Questo naturalmente a patto che l’azienda si impegni a riconvertire progressivamente le attività del sito, organizzandosi per diminuire l’uso del gesso vergine, utilizzando più cartongesso dismesso, diversificando le produzioni, avviando la sperimentazione di altri prodotti nel settore dell’edilizia sostenibile.
Ipotesi queste che abbiamo tentato di avanzare più volte e che oggi è necessario discutere con i lavoratori, i loro sindacati, l’azienda, gli amministratori e le comunità locali”.

L’iscrizione arriva dopo sette anni di impegno da parte della Regione, dei 19 Comuni, dei 4 Enti di gestione dei Parchi, delle Università di Modena e Reggio Emilia e di Bologna, della Soprintendenza, della Federazione Speleologica Regionale dell’Emilia-Romagna, con il coordinamento e la collaborazione del Ministero dell’Ambiente e della Sicurezza Energetica.

Si tratta del sesto sito naturale italiano riconosciuto da Unesco e del secondo per l’Emilia-Romagna, dopo le Faggete vetuste delle Foreste Casentinesi. Ma complessivamente salgono a 16 i luoghi che in Emilia-Romagna – a vario titolo – possono fregiarsi a vario titolo della prestigiosa attribuzione.

Le caratteristiche del sito

Nei gessi dell’Emilia-Romagna si trovano la grotta epigenica più lunga al mondo (oltre 11 km), quella più profonda (265 metri), la più grande sorgente salata d’Europa e una varietà straordinaria di minerali e forme carsiche studiate già a partire dal 16^ secolo, che sono riferimenti internazionali per lo studio del carsismo nelle evaporiti.

Le rocce evaporitiche, con cui si aprono le grotte, testimoniano due momenti importanti della storia della Terra: la rottura del supercontinente Pangea (200 milioni di anni fa, in cui si formarono i Gessi Triassici) e la crisi di salinità messiniana, quando il Mediterraneo si trasformò in un enorme lago salato (6 milioni di anni fa, in cui si formarono i Gessi Messiniani). Le grotte visitabili di questo nuovo Patrimonio dell’Umanità sono quelle della Spipola (Gessi Bolognesi), la Tanaccia e la Re Tiberio (Vena del Gesso Romagnola) e Onferno.

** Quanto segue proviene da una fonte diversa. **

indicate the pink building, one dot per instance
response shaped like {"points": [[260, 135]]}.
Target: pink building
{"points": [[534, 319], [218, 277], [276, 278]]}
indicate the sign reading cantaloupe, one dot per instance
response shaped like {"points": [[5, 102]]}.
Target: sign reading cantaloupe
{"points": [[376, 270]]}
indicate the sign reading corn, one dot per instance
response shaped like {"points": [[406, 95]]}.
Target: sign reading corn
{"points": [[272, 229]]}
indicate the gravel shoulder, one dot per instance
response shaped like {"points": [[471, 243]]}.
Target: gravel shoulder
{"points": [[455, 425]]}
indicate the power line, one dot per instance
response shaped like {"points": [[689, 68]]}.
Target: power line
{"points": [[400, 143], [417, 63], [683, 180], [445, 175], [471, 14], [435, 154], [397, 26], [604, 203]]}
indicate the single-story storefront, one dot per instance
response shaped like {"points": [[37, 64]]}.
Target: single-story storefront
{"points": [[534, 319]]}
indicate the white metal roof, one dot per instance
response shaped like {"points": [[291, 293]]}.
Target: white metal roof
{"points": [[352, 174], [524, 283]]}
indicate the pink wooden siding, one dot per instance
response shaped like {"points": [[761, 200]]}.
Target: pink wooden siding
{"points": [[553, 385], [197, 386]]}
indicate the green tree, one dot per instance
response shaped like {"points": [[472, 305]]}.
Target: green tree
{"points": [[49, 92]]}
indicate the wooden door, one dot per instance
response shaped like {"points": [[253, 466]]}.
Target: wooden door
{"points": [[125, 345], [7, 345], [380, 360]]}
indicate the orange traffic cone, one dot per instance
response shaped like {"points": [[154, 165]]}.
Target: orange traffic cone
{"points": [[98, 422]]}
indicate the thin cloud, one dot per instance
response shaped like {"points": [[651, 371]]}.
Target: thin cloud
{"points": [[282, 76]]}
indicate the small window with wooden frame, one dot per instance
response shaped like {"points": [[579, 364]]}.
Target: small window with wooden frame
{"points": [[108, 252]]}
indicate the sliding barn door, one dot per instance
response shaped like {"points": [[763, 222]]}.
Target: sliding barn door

“Grande soddisfazione per questo importante riconoscimento a un patrimonio ambientale unico nel suo genere.  I Gessi e le grotte dell’Appennino emiliano-romagnolo, di cui fa parte il Parco della Vena del Gesso, hanno un ruolo strategico nella promozione a livello internazionale del nostro territorio e possono diventare una leva importante per la promozione di un turismo sostenibile, dando così nuove prospettive alle aree collinari e montane contro lo spopolamento. La via del Gesso, il percorso realizzato dal Cai che collega la stazione ferroviaria di Imola al Parco della Vena del Gesso passando sulla Ciclovia del Santerno consente di mettere a sistema questo importante patrimonio con la rete ferroviaria nazionale e con l’autodromo Enzo e Dino Ferrari, dando luogo a nuove e importanti sinergie. Un ringraziamento a tutti coloro che si sono impegnati per il raggiungimento di questo importante obiettivo”, commentano il sindaco Marco Panieri e l’assessora all’Ambiente, Elisa Spada.